Таким образом, заключал про себя Генерал, можно быть уверенным, что Андропов понимал неизбежность и необходимость глубокой реформы всей государственной системы. У этого человека могла быть мечта, но не могло быть иллюзий.
Сомнения возникали дальше. Горбачев бездумно, не осмысливая последствий, подтолкнул страну в пропасть, на краю которой она оказалась отнюдь не по его, горбачевской, вине.
Мог бы Юрий Владимирович провести реформы иначе? Подобрать иной круг соратников и советников? Сдержать напор диссидентской интеллигенции? Сбить непомерную цену, которую впоследствии заплатил Горбачев за выход из международной конфронтации?
Однозначных ответов на эти вопросы не было. Андропов был деятелем иного калибра по сравнению с Михаилом Сергеевичем, иного прошлого, иного интеллекта. Пожалуй, аплодисменты заставляли бы его не ликовать внутренне, а досадовать на самого себя. В то же время Яковлев, Шеварднадзе, Горбачев вполне могли бы войти в его ближайшее окружение.

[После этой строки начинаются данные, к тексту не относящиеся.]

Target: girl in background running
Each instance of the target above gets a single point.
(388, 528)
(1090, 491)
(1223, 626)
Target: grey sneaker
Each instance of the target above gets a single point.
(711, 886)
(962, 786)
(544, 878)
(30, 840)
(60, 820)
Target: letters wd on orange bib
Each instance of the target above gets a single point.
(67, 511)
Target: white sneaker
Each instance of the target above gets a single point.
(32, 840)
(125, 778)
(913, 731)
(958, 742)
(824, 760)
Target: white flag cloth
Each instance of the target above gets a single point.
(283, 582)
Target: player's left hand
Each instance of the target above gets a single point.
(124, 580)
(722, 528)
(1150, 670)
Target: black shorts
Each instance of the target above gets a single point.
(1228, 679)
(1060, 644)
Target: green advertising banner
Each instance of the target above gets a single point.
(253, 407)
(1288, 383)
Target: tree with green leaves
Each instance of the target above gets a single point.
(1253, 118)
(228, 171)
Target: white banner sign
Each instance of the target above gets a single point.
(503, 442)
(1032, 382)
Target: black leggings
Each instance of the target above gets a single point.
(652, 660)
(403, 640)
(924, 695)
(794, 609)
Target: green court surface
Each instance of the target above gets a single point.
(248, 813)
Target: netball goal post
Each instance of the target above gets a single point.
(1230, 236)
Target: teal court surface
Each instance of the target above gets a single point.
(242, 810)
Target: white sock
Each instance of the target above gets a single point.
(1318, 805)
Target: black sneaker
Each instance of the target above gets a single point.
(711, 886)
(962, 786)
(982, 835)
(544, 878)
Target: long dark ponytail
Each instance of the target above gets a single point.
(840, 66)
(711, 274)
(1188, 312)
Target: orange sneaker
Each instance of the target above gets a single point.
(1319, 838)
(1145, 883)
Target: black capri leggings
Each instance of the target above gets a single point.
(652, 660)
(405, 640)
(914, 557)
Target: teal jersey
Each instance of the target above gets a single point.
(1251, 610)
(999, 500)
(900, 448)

Надо думать, что сумел бы Андропов смириться с возвращением в активную жизнь Солженицына и Сахарова, даже злого гения Сахарова — его жены Елены Боннэр. Проницательный прагматик, озаренный отсветом великой идеи, Андропов шел бы к реформации медленно, обдуманно, взвешивая риск каждого шага. Недуги, которые стала лечить хирургически, тупой пилой, руками алчных эскулапов «демократия», Андропов пытался бы излечить терапевтически. Возможно, мы пришли бы к тому же, но спокойнее и заплатив меньшую цену за счет народа. Все революции и контрреволюции оплачиваются народом.

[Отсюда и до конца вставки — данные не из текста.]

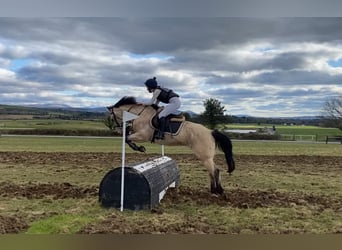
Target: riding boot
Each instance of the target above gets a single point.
(160, 134)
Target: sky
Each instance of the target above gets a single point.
(257, 66)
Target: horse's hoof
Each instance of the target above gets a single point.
(142, 149)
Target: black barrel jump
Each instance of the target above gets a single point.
(145, 184)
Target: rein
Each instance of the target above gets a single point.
(120, 125)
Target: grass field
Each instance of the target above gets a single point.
(114, 144)
(51, 124)
(49, 185)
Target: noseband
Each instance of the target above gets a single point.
(118, 124)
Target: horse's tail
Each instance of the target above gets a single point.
(225, 144)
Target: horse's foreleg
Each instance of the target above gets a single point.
(135, 137)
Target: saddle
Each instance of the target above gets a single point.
(173, 123)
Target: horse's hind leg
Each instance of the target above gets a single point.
(214, 174)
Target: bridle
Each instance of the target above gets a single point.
(115, 118)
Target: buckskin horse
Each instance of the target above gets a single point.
(200, 139)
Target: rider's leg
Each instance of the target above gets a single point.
(170, 108)
(161, 131)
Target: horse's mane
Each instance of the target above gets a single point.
(126, 100)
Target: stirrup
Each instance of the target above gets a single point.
(160, 136)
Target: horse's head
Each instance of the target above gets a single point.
(117, 109)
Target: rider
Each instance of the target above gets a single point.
(162, 95)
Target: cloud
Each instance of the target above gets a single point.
(255, 66)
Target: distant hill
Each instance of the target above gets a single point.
(52, 112)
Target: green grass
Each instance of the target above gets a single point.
(51, 124)
(60, 224)
(320, 132)
(114, 144)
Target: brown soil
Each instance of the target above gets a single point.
(234, 197)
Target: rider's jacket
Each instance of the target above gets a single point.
(166, 94)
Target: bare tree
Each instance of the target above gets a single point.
(332, 112)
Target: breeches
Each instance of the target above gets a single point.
(170, 108)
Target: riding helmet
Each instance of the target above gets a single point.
(151, 83)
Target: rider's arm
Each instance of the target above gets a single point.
(154, 99)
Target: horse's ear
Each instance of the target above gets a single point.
(155, 106)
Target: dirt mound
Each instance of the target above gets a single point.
(243, 199)
(39, 191)
(11, 225)
(250, 199)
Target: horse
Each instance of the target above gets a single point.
(197, 137)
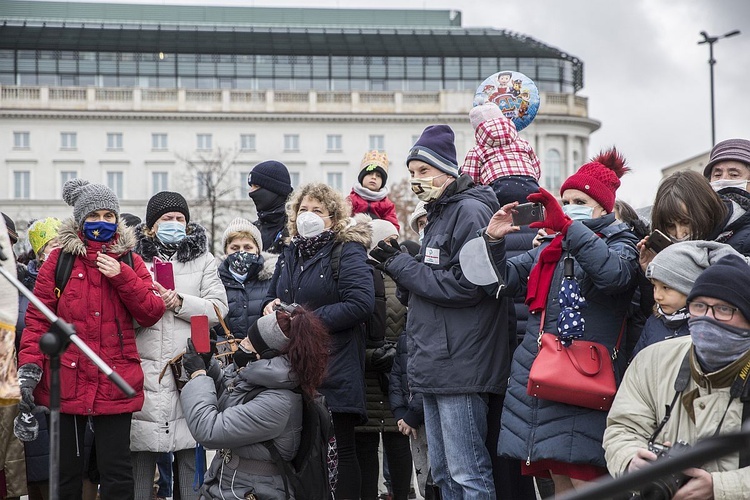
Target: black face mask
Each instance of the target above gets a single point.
(265, 199)
(242, 357)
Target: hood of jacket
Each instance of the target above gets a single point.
(463, 188)
(496, 133)
(191, 247)
(71, 242)
(274, 373)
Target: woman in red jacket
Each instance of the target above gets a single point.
(102, 299)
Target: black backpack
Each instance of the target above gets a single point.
(313, 472)
(65, 266)
(374, 326)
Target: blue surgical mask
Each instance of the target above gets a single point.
(99, 230)
(171, 231)
(578, 212)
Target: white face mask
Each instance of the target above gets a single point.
(724, 183)
(309, 224)
(578, 212)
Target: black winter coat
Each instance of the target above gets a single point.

(Смутно припоминал Генерал, по чужим рассказам, что прабабушка Наталья, баюкавшая его в младенчестве, застала крепостное право. За революции и контрреволюции, за чужие войны платили сполна все предки Генерала, сырой материал истории, русские незадачливые люди. «Чем же я лучше их?» — размышлял Старик.)

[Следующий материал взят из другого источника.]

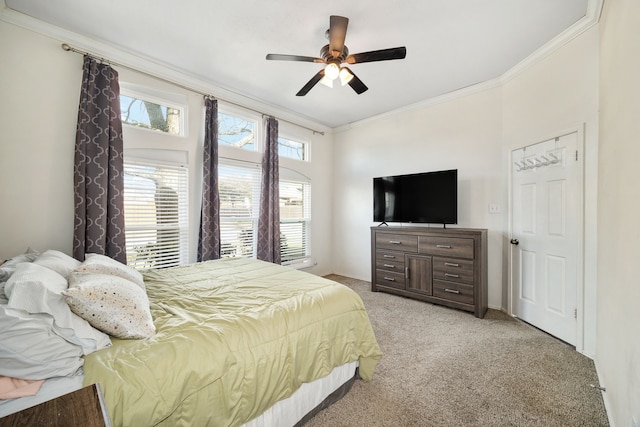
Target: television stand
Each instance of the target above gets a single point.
(437, 265)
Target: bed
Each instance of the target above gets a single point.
(235, 342)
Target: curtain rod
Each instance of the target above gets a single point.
(68, 48)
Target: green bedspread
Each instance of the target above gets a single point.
(234, 336)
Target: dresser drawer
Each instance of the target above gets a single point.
(390, 261)
(390, 278)
(446, 246)
(453, 291)
(397, 242)
(453, 270)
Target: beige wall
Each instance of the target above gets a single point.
(462, 134)
(618, 351)
(39, 93)
(473, 133)
(554, 95)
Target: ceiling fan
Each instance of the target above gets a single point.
(335, 54)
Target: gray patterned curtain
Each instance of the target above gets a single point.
(209, 236)
(98, 167)
(269, 216)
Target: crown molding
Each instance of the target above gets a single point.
(120, 55)
(591, 18)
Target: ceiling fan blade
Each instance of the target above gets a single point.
(279, 57)
(337, 34)
(311, 83)
(377, 55)
(356, 84)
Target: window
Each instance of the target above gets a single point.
(148, 114)
(293, 149)
(239, 188)
(236, 131)
(156, 212)
(295, 215)
(239, 204)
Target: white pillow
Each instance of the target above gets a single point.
(36, 289)
(7, 269)
(111, 304)
(3, 296)
(30, 350)
(57, 261)
(102, 264)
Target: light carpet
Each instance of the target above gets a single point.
(445, 367)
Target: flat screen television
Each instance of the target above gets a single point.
(429, 197)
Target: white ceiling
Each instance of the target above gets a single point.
(451, 44)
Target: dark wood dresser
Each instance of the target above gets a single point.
(441, 266)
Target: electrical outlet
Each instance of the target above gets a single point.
(494, 208)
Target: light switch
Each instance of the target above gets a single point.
(494, 208)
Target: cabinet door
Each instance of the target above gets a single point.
(418, 274)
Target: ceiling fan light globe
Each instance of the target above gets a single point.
(345, 76)
(327, 82)
(332, 71)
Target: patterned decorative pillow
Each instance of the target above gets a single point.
(57, 261)
(111, 304)
(102, 264)
(37, 289)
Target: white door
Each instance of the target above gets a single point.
(546, 235)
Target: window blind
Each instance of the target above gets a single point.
(156, 214)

В конечном счете главный вопрос так и остался без ответа, однако Старик был уверен, что, доведись ему работать с Юрием Владимировичем до любого конца, он ни на минуту не усомнился бы в своем вожде.
ВЕСНА
Генерал, кажется, принадлежал к той породе русских людей, которые испытывают какое-то невнятное раздражение с наступлением тепла, с возрождением буйной зелени, с немыслимо ранними рассветами. Все вокруг кричит, что надо жить, надо радоваться очередному неизбежному витку жизни, надо забывать сумрачное снежное замороженное прошлое. Тянет к земле бремя прожитых лет, спокойнее и уютнее было размышлять в зимнем полумраке, радуясь редкому солнышку. Еще тяжелее груз лет, которые предстоит прожить, но, думал Генерал, он становится легче с каждым днем. И есть к тому же в настоящей ли или призрачной жизни Ксю-Ша — комочек непреходящего бытия, вестница вечности, воплощение человеческого (это в собаке-то?) печального тепла.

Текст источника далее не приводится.